LyricLens, developed by Music Smatch, is a production AI system that extracts semantic meaning, themes, entities, cultural references, and sentiment from music lyrics at scale. The platform analyzes over 11 million songs using Amazon Bedrock's Nova family of foundation models to provide real-time insights for brands, artists, developers, and content moderators. By migrating from a previous provider to Amazon Nova models, Music Smatch achieved over 30% cost savings while maintaining accuracy, processing over 2.5 billion tokens. The system employs a multi-level semantic engine with knowledge graphs, supports content moderation with granular PG ratings, and enables natural language queries for playlist generation and trend analysis across demographics, genres, and time periods.
LyricLens represents a comprehensive production deployment of large language models for analyzing music lyrics at scale. Developed by Music Smatch, one of Italy’s leading scale-ups, the platform demonstrates sophisticated LLMOps practices including model selection, evaluation frameworks, prompt optimization, and cost management. The presentation was delivered by Eduardo Randazzo from AWS and Bruno Zambolin, Director of Innovation at Music Smatch, at an AWS event.
The core problem LyricLens addresses is extracting deep semantic meaning from music lyrics beyond simple text analysis. Music serves as a universal cultural language that connects generations, geographies, and identities, and the lyrics contain rich information about themes, moods, cultural references, social movements, and emotional states. By analyzing millions of songs using AI and correlating this data with listening trends and demographics, LyricLens enables actionable insights for multiple stakeholders: brands wanting to speak the language of their communities, developers building music applications, and artists understanding their audience’s emotional pulse.
The platform processes over 11 million songs (a number that continues to grow daily) through a multi-level semantic engine. At its core, LyricLens employs Amazon Bedrock’s Nova family of foundation models, specifically designed for this use case after a thorough evaluation period. The selection of Amazon Nova models was driven by several key factors that align with production LLMOps requirements.

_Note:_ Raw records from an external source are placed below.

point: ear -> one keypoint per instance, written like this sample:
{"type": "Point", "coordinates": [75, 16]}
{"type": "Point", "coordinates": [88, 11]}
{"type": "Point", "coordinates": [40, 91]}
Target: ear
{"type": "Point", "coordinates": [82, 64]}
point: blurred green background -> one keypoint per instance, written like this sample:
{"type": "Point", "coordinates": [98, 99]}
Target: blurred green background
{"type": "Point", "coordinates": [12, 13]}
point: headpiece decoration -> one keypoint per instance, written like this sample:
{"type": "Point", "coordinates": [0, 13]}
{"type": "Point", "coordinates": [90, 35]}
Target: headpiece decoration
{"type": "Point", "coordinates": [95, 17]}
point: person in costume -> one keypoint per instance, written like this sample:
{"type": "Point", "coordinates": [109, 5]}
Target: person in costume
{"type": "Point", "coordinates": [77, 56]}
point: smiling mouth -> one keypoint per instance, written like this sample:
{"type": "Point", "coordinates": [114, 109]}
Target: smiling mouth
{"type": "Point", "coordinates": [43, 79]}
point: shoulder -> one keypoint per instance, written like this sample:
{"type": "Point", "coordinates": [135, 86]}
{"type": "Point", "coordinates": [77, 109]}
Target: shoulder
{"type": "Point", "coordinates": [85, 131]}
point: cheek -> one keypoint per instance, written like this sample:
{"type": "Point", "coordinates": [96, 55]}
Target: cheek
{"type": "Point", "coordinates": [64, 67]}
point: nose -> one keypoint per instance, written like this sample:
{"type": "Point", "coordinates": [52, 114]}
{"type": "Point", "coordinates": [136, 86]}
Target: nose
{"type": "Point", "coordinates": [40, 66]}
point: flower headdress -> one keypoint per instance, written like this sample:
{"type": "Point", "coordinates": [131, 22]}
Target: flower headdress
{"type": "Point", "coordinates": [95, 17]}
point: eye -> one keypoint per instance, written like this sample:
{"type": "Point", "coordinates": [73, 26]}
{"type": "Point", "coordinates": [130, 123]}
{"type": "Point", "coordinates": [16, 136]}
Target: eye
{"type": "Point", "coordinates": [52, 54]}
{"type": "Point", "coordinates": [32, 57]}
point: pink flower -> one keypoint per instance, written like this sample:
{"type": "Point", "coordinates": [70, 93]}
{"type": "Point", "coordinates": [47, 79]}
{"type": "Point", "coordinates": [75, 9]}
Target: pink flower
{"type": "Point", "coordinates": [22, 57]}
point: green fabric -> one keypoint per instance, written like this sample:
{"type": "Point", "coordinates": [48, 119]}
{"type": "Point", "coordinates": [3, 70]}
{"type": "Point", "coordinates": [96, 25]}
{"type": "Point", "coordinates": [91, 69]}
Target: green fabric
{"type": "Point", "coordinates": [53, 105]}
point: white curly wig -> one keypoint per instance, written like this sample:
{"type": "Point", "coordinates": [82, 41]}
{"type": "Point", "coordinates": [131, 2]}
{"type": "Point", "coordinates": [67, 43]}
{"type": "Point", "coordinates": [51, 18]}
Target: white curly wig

Amazon Bedrock provides a fully serverless infrastructure where Music Smatch doesn’t need to manage underlying hardware or scaling concerns. The Nova model family includes several variants optimized for different use cases: Nova Micro (text-only, fastest and most economical), Nova Lite (multimodal with 300K token context window), Nova Pro (higher accuracy with 300K context window, comparable to Claude 3.5 Sonnet), and Nova Premiere (highest accuracy with 1M token context window, comparable to Claude 3.7 Sonnet).
Music Smatch selected Amazon Nova Pro as one of the primary models for song analysis, indicating they prioritized the balance between accuracy and cost for complex document analysis tasks. The long context windows (300K to 1M tokens) proved particularly valuable, as demonstrated in the presentation where the entire Dante’s Inferno (all 34 cantos) was processed in a single request to extract specific information about Ulysses references.
A critical capability highlighted was Amazon Nova’s native video understanding without requiring frame sampling or pre-processing, though this appears less central to the LyricLens use case focused primarily on text analysis. More relevant was the multimodal capability to handle text with rich metadata.
One of the more sophisticated LLMOps techniques employed is model distillation, which addresses a common production challenge: balancing accuracy with cost and latency. The presentation explained how Music Smatch could use larger “teacher” models (like Nova Premiere or Nova Pro) to transfer knowledge to smaller “student” models (like Nova Lite or Nova Micro) for specific use cases.
The distillation process involves providing the teacher model with comprehensive information about a specific use case, then using its outputs to train or guide the student model. This approach allows the system to achieve the accuracy of more performant models while maintaining the cost efficiency and response times of smaller models. For a platform processing billions of tokens, this optimization strategy is critical for sustainable scaling.
The presentation noted that as Nova models continue to evolve, there’s potential to migrate certain workloads to even lower-tier models, further reducing costs, or to employ model distillation more extensively to improve accuracy of smaller models while maintaining cost advantages.
LyricLens functions as a multi-level semantic engine that performs several analytical tasks on each song:
The system scans lyrics and decomposes language into individual words, connecting them through a knowledge graph structure. This graph-based approach enables sophisticated relationship mapping between concepts, entities, and themes. For each song, the platform extracts:
The granularity of extraction is remarkable. Rather than simple binary classifications (explicit/clean), the system provides approximately 1,000 parameters for content rating, identifying specific types of sensitive content. This level of detail enables precise filtering - for example, creating playlists of “low-tempo Italian rap without profanity” or “pop hits about feminism from 2024.”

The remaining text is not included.